The manual reset relay box is very important. As you point out, if there are standing pilots and you get an off-hours power blip you could otherwise wind up on the early morning news.
 

rambojoe

Senior Member
Location
phoenix az
Occupation
Wireman
ill be up in the sierra nevadas caretaking the running of a adventure camp for kids- 6500' , completely off the grid. and the forest service wants the ansul system changed :( ill be recording the mean sum of notes posted here.

I think the most important thing will be having a pow wow with the ansul company, inspector, fire marshall, engineer, my boss AND the forest service. Sounds like fun, eh? If you've never worked with the USDA forest service....don't. They can make things.... fun! Thank you guys, this is the only forum on the web worth a damn.
 

rambojoe

Senior Member
Location
phoenix az
Occupation
Wireman
crap... forgot that we turn off the generator every night at 9:30. that'll make the gas control relay/reset sorta interesting. again, you guys are awesome.
 

gadfly56

Senior Member
Location
New Jersey
Occupation
Professional Engineer, Fire & Life Safety
ill be up in the sierra nevadas caretaking the running of a adventure camp for kids- 6500' , completely off the grid. and the forest service wants the ansul system changed :( ill be recording the mean sum of notes posted here.

I think the most important thing will be having a pow wow with the ansul company, inspector, fire marshall, engineer, my boss AND the forest service. Sounds like fun, eh? If you've never worked with the USDA forest service....don't. They can make things.... fun! Thank you guys, this is the only forum on the web worth a damn.

Enjoy your high mountain adventure!

When you say they want the Ansul system "changed", did you mean "charged" or "replaced"? And is it an actual Ansul system or one of the others folks refer to as "Ansul" - Kidde, Badger, Buckeye, Range Guard, Amerex, Pyro-Chem, ProTex, etc? I have personal experience servicing all of them and have designed about 100 installations using Kidde or Buckeye. If the moderators don't mind you can use this thread to ask questions and I hope the answers (assuming I have them!) will be useful to other members. Or PM me if you'd rather.
 

rambojoe

Senior Member
Location
phoenix az
Occupation
Wireman
Enjoy your high mountain adventure!

When you say they want the Ansul system "changed", did you mean "charged" or "replaced"? And is it an actual Ansul system or one of the others folks refer to as "Ansul" - Kidde, Badger, Buckeye, Range Guard, Amerex, Pyro-Chem, ProTex, etc? I have personal experience servicing all of them and have designed about 100 installations using Kidde or Buckeye. If the moderators don't mind you can use this thread to ask questions and I hope the answers (assuming I have them!) will be useful to other members. Or PM me if you'd rather.

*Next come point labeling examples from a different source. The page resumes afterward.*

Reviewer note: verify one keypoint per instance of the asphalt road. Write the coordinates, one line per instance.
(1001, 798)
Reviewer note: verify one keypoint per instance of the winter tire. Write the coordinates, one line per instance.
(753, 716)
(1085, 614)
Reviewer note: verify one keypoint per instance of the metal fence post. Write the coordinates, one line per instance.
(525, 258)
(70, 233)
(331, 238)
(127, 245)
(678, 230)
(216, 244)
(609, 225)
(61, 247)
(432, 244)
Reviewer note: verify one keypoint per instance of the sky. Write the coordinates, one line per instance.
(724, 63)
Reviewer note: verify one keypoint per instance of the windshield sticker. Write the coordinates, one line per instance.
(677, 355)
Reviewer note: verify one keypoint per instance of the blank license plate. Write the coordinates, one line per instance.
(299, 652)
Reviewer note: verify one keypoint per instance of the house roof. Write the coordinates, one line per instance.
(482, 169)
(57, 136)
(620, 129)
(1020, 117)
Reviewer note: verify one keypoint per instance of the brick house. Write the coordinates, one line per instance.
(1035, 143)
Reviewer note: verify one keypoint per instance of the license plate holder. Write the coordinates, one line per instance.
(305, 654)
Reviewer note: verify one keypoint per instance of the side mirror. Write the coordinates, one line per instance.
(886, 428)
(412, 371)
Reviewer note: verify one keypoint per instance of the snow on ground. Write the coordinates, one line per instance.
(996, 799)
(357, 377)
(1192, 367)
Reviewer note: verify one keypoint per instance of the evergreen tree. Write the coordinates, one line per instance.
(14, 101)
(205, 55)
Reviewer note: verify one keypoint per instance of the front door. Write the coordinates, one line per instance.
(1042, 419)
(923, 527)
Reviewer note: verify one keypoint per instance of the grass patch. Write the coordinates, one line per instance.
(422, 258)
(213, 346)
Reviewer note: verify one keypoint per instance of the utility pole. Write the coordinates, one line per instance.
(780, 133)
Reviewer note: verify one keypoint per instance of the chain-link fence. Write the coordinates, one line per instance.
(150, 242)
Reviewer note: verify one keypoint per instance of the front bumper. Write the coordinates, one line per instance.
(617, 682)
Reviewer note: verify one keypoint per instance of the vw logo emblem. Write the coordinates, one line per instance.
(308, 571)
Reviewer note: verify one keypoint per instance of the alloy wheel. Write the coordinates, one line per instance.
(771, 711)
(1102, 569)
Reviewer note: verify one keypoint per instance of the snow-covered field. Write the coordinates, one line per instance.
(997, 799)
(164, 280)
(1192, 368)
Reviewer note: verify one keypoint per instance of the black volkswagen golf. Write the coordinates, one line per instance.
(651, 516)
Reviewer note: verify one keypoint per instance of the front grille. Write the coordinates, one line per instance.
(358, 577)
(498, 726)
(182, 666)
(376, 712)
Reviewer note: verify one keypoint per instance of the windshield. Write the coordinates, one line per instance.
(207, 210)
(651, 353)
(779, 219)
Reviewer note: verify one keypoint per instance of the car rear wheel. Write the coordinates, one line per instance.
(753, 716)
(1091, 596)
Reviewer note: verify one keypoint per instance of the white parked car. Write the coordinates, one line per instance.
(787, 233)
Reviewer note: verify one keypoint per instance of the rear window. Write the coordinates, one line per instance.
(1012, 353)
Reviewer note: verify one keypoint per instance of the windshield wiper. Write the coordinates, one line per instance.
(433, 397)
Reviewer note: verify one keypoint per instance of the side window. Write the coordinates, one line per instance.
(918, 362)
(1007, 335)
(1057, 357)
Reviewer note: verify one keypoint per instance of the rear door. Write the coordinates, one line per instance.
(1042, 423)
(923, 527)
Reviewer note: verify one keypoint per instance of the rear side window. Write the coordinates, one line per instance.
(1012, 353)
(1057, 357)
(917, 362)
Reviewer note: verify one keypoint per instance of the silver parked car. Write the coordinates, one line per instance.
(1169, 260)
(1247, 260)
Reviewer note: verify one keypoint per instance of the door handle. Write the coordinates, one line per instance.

its a old stand alone ansul if you will, just a couple of jets at the hood and a shutoff at gas. i did catch wind of one ahj saying all power in kitchen needs to be shut off. i bet the boss missunderstood! i do know ill get the control box and make life easy...no service up there but ill contact you if needed! thank you
 

kwired

Electron manager
Location
NE Nebraska
The micro-switch is a mechanical relay. It receives an outside "signal", changes state, and can open or close an electrical circuit.

You are correct about wiring outside the controller box; this is true for every system out there.

Using a shunt trip for the shut down of electrical power is common, but I prefer a contactor.

The manual reset relay box is very important. As you point out, if there are standing pilots and you get an off-hours power blip you could otherwise wind up on the early morning news.
If a standing pilot goes out then the thermocouple (or other pilot monitor) should close the pilot valve.